Thursday, April 5, 2018
March and April are ideal months to tweak your garden plans for the upcoming growing season. Visit your favorite local garden center to gather ideas and ask questions, even if it is too early to place plants in the soil in your region.
Whether you’re planting natives, perennials, evergreens, edibles or ornamental annuals, each will benefit from selecting an appropriate mulch. I recently checked various online sources and was quite surprised to find how much BAD ADVICE is being perpetuated regarding MULCH! Think about the specific type of plant you intend to mulch; then let that plant’s needs guide your selection.
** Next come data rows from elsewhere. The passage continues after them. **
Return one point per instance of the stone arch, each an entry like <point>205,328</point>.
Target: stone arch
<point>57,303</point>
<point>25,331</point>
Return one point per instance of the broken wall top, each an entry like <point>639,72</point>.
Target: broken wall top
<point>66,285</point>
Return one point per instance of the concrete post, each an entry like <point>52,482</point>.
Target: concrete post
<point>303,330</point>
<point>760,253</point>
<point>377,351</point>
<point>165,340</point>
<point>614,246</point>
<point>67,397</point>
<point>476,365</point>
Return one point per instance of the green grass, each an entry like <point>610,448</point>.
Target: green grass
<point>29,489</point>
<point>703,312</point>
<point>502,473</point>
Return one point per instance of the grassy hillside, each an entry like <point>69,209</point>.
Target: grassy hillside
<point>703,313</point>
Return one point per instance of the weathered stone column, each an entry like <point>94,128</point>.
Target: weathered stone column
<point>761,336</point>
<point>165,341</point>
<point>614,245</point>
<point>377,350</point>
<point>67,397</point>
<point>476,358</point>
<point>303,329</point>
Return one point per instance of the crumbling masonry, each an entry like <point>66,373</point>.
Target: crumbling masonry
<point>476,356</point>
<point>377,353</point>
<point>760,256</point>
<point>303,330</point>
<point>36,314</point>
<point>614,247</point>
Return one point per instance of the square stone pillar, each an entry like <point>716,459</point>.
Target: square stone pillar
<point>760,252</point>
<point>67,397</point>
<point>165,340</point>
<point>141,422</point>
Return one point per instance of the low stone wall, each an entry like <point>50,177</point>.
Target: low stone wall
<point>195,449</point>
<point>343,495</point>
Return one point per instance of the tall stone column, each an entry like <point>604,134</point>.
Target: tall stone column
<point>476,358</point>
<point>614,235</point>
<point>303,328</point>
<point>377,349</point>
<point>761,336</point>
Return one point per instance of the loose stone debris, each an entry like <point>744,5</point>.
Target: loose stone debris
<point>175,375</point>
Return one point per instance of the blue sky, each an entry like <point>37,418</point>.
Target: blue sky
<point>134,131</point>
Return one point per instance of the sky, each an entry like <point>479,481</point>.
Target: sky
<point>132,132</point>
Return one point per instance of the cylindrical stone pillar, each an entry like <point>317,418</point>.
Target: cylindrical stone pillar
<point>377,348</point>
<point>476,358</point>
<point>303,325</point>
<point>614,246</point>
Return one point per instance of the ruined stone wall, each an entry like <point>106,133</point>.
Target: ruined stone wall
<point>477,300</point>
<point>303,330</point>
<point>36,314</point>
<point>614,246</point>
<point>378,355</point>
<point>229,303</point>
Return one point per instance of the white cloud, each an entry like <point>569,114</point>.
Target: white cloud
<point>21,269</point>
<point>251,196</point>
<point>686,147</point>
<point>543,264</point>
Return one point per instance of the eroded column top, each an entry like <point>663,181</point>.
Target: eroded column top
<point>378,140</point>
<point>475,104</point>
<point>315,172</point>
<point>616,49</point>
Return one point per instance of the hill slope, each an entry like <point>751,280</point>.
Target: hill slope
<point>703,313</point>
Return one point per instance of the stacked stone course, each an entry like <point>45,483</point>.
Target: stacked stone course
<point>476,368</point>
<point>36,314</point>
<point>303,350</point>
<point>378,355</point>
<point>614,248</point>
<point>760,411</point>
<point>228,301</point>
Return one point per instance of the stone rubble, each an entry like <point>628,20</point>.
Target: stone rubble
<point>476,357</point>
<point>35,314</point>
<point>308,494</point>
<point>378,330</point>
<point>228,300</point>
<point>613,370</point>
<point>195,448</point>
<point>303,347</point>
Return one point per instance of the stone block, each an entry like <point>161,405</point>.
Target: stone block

Evergreen trees and shrubs NEED and WANT acidic mulch over the entire root zone, if feasible. Those sparkly white landscape stones are not acidic and create reflective heat; heat rises. You will likely “toast” the bottom branches of your evergreens!
Instead, utilize shredded hardwood mulch, which eventually decays and provides nutrients. If you wish to top-dress the root zone with organic matter/compost prior to covering root zone with 2-3 inches of shredded hardwood, your evergreens will thrive. The same top dressing and shredded wood mulch is great for perennials and shrubs.
Rubber mulch? Fine for playgrounds to prevent injuries, but NOT fine for placement around herbs and veggies. Rubber tires are repurposed into rubber mulch; aren’t rubber tires a petroleum-based product? Keep this away from edibles, please! (If you must use rubber mulch somewhere on your property, be certain your edibles are planted uphill from the rubber mulched area to prevent runoff during storms.)
Grass clippings? Best to keep them out of your gardens entirely; either mulch them into your lawn to provide extra nitrogen for the grass, or place in compost bin with veggie kitchen scraps, straw, and used coffee grounds to create rich organic matter.
Landscape fabric? Use ONLY under landscape stone or river rock. Placing it beneath shredded hardwood (or softwood) mulch is a poor choice; shredded wood eventually will decompose ON TOP of the fabric, creating a comfortable nesting place for weed seeds. This creates a larger task for a gardener to remove both weeds AND fabric!
Herbs and veggies? Mulching might be unnecessary, but if a plant has a large footprint in your garden--like zucchini or tomatoes—then I like to use a light covering of straw (NOT HAY—too many undesirable seeds in hay will cause weeds!)
The bottom line: MULCH WISELY! Your plants will be happier and healthier.